Synthesis, Characterization and Photobiological Studies of Ru(II) Dyads Derived from α-Oligothiophene Derivatives of 1,10-Phenanthroline

Three new bis(2,2′-bipyridine)-heteroleptic Ru(II) dyads incorporating thienyl groups (n = 1–3, compounds 1, 2 and 3, respectively) appended to 1,10-phenanthroline were synthesized and characterized to investigate the impact of n on the photophysical and photobiological properties within the series. All three complexes showed unstructured emission near 618 nm from a triplet metal-to-ligand charge transfer ( ³ MLCT) state with a lifetime (τ _em ) of approximately 1 μs.
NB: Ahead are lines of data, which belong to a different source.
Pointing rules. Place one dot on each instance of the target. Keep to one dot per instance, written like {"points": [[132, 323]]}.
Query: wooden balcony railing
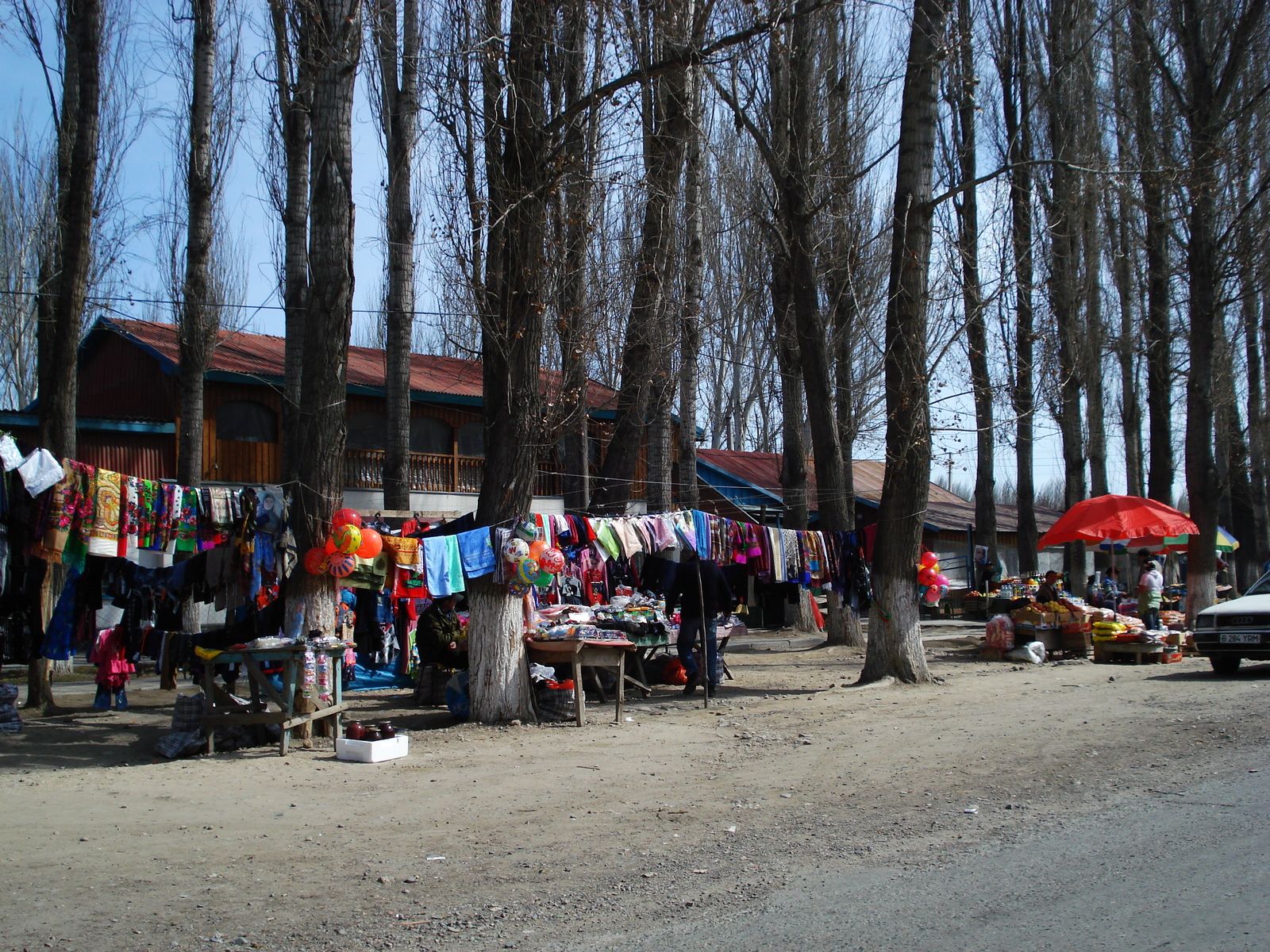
{"points": [[432, 473]]}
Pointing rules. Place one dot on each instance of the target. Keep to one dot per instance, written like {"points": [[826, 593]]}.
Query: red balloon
{"points": [[372, 543], [342, 565], [346, 517], [317, 562], [347, 537]]}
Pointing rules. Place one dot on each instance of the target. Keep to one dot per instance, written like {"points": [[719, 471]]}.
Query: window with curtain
{"points": [[247, 422], [431, 435], [471, 440], [368, 429]]}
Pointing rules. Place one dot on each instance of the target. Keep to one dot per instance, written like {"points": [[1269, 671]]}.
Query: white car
{"points": [[1231, 631]]}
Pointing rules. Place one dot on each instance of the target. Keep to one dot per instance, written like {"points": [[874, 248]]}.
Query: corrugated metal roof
{"points": [[262, 357], [944, 509]]}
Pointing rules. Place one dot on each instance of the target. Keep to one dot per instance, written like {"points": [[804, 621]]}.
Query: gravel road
{"points": [[1183, 871]]}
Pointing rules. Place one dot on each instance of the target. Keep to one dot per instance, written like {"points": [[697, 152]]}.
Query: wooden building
{"points": [[129, 416]]}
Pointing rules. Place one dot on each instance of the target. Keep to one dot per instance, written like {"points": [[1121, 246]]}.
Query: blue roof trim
{"points": [[13, 418], [736, 490]]}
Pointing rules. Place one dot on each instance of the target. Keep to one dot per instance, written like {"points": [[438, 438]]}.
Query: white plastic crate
{"points": [[371, 752]]}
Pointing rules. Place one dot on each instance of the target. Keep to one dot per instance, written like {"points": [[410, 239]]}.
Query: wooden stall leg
{"points": [[622, 685]]}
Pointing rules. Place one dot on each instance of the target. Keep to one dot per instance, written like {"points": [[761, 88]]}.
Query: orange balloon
{"points": [[372, 543]]}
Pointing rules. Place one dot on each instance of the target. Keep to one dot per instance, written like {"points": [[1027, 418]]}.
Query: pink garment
{"points": [[111, 659]]}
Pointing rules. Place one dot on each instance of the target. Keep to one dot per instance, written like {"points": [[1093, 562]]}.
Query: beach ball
{"points": [[516, 550], [552, 560], [342, 565], [347, 537], [372, 543], [527, 570], [315, 562], [346, 517]]}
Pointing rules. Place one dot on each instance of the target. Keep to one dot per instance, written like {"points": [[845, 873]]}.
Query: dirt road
{"points": [[539, 838]]}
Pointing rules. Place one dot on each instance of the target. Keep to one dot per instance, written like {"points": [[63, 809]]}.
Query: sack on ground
{"points": [[556, 704], [1033, 653]]}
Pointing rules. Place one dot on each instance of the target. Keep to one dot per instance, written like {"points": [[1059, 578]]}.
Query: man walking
{"points": [[702, 593], [1151, 590]]}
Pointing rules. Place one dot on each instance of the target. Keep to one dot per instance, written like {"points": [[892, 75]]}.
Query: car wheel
{"points": [[1225, 664]]}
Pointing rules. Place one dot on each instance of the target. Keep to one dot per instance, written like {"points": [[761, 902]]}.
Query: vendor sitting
{"points": [[1048, 589], [440, 635]]}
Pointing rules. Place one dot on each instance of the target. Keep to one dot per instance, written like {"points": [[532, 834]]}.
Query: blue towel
{"points": [[476, 551], [442, 565]]}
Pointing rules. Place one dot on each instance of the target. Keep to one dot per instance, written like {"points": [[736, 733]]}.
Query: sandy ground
{"points": [[539, 837]]}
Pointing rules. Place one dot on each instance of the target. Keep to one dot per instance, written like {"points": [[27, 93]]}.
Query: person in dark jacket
{"points": [[702, 593], [438, 635]]}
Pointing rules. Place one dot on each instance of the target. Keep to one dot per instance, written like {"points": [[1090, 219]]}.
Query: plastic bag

Transient absorption measurements revealed an additional excited state that was nonemissive and long-lived (τ _TA  = 43 μs for 2 and 27 μs for 3), assigned as a triplet intraligand ( ³ IL) state that was accessible only in 2 and 3. All three complexes were strong singlet oxygen ( ¹ O ₂ ) sensitizers, with quantum yields (Φ _∆ ) for 2 and 3 being the largest (74–78%), and all three were photocytotoxic to cancer cells with visible light activation in the order: 3 > 2 > 1. Cell-free DNA photodamage followed the same trend, where potency increased with decreasing ³ IL energy. Compounds 2 and 3 also showed in vitro photobiological effects with red light (625 nm), where their molar absorptivities were <100 m ⁻¹  cm ⁻¹ . These findings highlight that Ru(II) dyads derived from α-oligothiophenes directly appended to 1,10-phenanthroline—namely 2 and 3—possess low-lying ³ IL states that are highly photosensitizing, and they may therefore be of interest for photobiological applications such as photodynamic therapy (PDT).